C'est une oeuvre d'un pessimisme profond, que la présentation
en scénario rend percutante. Bien sûr, on n'y trouve pas
les longs développements qu'aurait pu permettre un roman, qui
nous auraient donné l'occasion de mieux cerner les
personnages, et aussi saisir l'évolution de la pensée
profonde de King. Sa sympathie va manifestement à Mike, et le
lecteur se sent frustré par son échec. Avec lui, King
dépeint une fois de plus la triste situation d'un homme,
placé dans la situation de Job, dont il a fait ironiquement
raconter l'aventure par Mike, le diacre qui fait la lecture de La
Bible au temple: "Tu connais
l'histoire de Job? Le Job de la Bible? (...) Eh bien,
je vais vous raconter la suite, parce qu'elle n'y est pas. Une fois
le concours entre Dieu et le diable pour l'âme de Job
gagné par Dieu, Job se jette à genoux et dit:
«Pourquoi m'avoir fait tout cela à moi, Seigneur? Toute
ma vie, je t'ai adoré, et cependant tu as fait périr
mes troupeaux, fait pourrir mes récoltes, fait mourir ma femme
et mes enfants, et tu m'as infligé cent maladies
horribles... tout cela parce que tu avais fait un pari avec le
démon?
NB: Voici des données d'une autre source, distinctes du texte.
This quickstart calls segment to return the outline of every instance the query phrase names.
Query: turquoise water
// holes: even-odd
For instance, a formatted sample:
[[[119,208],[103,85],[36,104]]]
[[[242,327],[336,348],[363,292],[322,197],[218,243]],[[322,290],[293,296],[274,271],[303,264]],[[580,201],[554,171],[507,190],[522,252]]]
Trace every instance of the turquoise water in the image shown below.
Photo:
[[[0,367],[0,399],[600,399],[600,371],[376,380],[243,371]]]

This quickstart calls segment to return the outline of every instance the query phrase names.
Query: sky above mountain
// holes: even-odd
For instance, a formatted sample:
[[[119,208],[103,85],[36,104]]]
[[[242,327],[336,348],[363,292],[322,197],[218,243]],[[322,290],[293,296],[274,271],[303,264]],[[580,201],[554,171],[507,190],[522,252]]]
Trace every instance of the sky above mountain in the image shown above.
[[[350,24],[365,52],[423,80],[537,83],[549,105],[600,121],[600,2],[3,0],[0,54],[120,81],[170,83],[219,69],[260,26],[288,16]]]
Bon, à la rigueur... mais ce que je
voudrais savoir, Seigneur -la seule chose que ton humble serviteur
souhaiterait savoir: Pourquoi moi?» Et il attend; et juste
à l'instant où il se dit qu'il n'aura pas de
réponse, un gros nuage se forme dans le ciel, des
éclairs le sillonnent et une grande voix l'interpelle:
«Job! Je crois qu'il y a simplement quelque chose en toi qui me
tape sur les nerfs!»"(326/27)
Roland Ernould © 1999.
1 La Bible accorde une place particulière au sacrifice et au meurtre des enfants. C'est Abraham qui doit sacrifier Isaac à son dieu qui le lui a demandé comme preuve de son dévouement. Quand Jahvé veut frapper l'Égypte, il envoie (c'est la «dixième plaie») l'ange exterminateur massacrer les premiers-nés des Égyptiens, ce qui est à l'origine de la fête de Pâques (le mot hébreu pesah signifie le passage, celui de l'exterminateur qui amena le pharaon à céder et à permettre à Moïse et aux siens de regagner Israël). Nous continuons à vivre sur d'anciens mythes. Au moyen-orient et en Palestine, avant et pendant l'installation d'Israël, l'usage était de sacrifier au dieu Baal le premier né de la famille. La loi hébraïque, en gros progrès par rapport à la tradition, permit qu'un animal soit substitué au petit de l'homme. Ce sujet de l'enfant en danger marque profondément nos esprits: une des photos les plus diffusées dans le monde est celle de la petite fille nue blessée courant sur une route du Vietnam.